Apache Hadoop 1.1.0 Release Notes

These release notes cover new developer and user-facing incompatibilities, important issues, features, and major improvements.

Zero values for dfs.socket.timeout and dfs.datanode.socket.write.timeout are now respected. Previously zero values for these parameters resulted in a 5 second timeout.

The default minimum heartbeat interval has been dropped from 3 seconds to 300ms to increase scheduling throughput on small clusters. Users may tune mapreduce.jobtracker.heartbeats.in.second to adjust this value.

When configuring proxy users and hosts, the special wildcard value “*” may be specified to match any host or any user.

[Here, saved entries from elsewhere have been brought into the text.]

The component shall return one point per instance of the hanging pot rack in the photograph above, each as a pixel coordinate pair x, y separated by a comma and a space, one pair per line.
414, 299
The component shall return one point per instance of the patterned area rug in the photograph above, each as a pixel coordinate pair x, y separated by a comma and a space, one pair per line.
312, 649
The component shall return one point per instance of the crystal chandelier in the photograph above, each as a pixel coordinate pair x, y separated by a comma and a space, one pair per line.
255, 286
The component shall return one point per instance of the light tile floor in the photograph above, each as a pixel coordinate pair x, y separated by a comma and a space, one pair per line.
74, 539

Adds system tests to Gridmix. These system tests cover various features like job types (load and sleep), user resolvers (round-robin, submitter-user, echo) and submission modes (stress, replay and serial).

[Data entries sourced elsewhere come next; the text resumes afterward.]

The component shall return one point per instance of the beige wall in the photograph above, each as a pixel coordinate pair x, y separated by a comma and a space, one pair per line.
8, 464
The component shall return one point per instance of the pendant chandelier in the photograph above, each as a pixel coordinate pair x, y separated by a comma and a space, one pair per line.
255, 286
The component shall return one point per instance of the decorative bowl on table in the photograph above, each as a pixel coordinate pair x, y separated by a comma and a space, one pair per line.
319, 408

Improves cumulative CPU emulation for short running tasks.

Backports latest features from trunk to 0.20.206 branch.

HDFS now has the ability to use posix_fadvise and sync_data_range syscalls to manage the OS buffer cache. This support is currently considered experimental, and may be enabled by configuring the following keys: dfs.datanode.drop.cache.behind.writes - set to true to drop data out of the buffer cache after writing dfs.datanode.drop.cache.behind.reads - set to true to drop data out of the buffer cache when performing sequential reads dfs.datanode.sync.behind.writes - set to true to trigger dirty page writeback immediately after writing data dfs.datanode.readahead.bytes - set to a non-zero value to trigger readahead for sequential reads

Rumen now provides {{Parsed*}} objects. These objects provide extra information that are not provided by {{Logged*}} objects.

Document and raise the maximum allowed transfer threads on a DataNode to 4096. This helps Apache HBase in particular.

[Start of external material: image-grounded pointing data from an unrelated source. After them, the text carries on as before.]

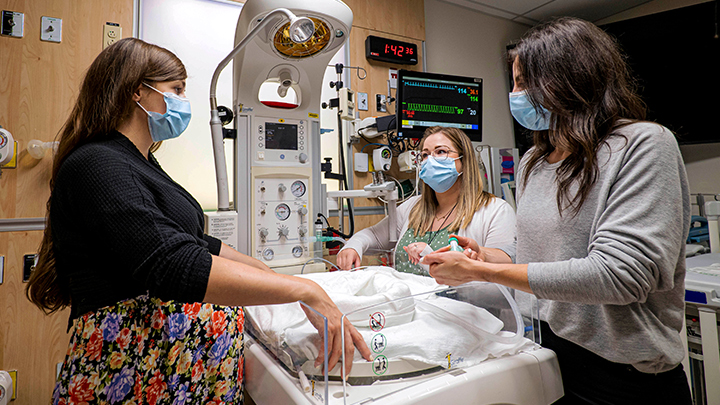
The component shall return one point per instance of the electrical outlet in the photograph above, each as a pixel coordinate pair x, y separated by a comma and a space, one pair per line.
112, 32
362, 101
29, 263
380, 103
13, 376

The fsck “move” option is no longer destructive. It copies the accessible blocks of corrupt files to lost and found as before, but no longer deletes the corrupt files after copying the blocks. The original, destructive behavior can be enabled by specifying both the “move” and “delete” options.

WARNING: No release note provided for this change.

Fixes the issue of GenerateDistCacheData job slowness.

This is a new feature. It is documented in hdfs_user_guide.xml.

The ‘namenode -format’ command now supports the flags ‘-nonInteractive’ and ‘-force’ to improve usefulness without user input.

WARNING: No release note provided for this change.

Append is not supported in Hadoop 1.x. Please upgrade to 2.x if you need append. If you enabled dfs.support.append for HBase, you’re OK, as durable sync (why HBase required dfs.support.append) is now enabled by default. If you really need the previous functionality, to turn on the append functionality set the flag “dfs.support.broken.append” to true.

getBlockLocations(), and hence open() for read, will now throw SafeModeException if the NameNode is still in safe mode and there are no replicas reported yet for one of the blocks in the file.

Add a utility method HdfsUtils.isHealthy(uri) for checking if the given HDFS is healthy.

This patch enables durable sync by default. Installation where HBase was not used, that used to run without setting “dfs.support.append” or setting it to false explicitly in the configuration, must add a new flag “dfs.durable.sync” and set it to false to preserve the previous semantics.

WARNING: No release note provided for this change.

Due to the requirement that KSSL use weak encryption types for Kerberos tickets, HTTP authentication to the NameNode will now use SPNEGO by default. This will require users of previous branch-1 releases with security enabled to modify their configurations and create new Kerberos principals in order to use SPNEGO. The old behavior of using KSSL can optionally be enabled by setting the configuration option “hadoop.security.use-weak-http-crypto” to “true”.

This change adds two new configuration parameters.

{{dfs.namenode.invalidate.work.pct.per.iteration}} for controlling deletion rate of blocks.

{{dfs.namenode.replication.work.multiplier.per.iteration}} for controlling replication rate. This in turn allows controlling the time it takes for decommissioning.

Please see hdfs-default.xml for detailed description.

This jira adds a new DataNode state called “stale” at the NameNode. DataNodes are marked as stale if it does not send heartbeat message to NameNode within the timeout configured using the configuration parameter “dfs.namenode.stale.datanode.interval” in seconds (default value is 30 seconds). NameNode picks a stale datanode as the last target to read from when returning block locations for reads.

This feature is by default turned * off *. To turn on the feature, set the HDFS configuration “dfs.namenode.check.stale.datanode” to true.

Fixed TestRawHistoryFile and TestJobHistoryServer to not write to /tmp.

Fixed a race condition caused in TestKillSubProcesses caused due to a recent commit.

Optionally call initialize/initializeFileSystem in JobTracker::startTracker() to allow for proper initialization when offerService is not being called.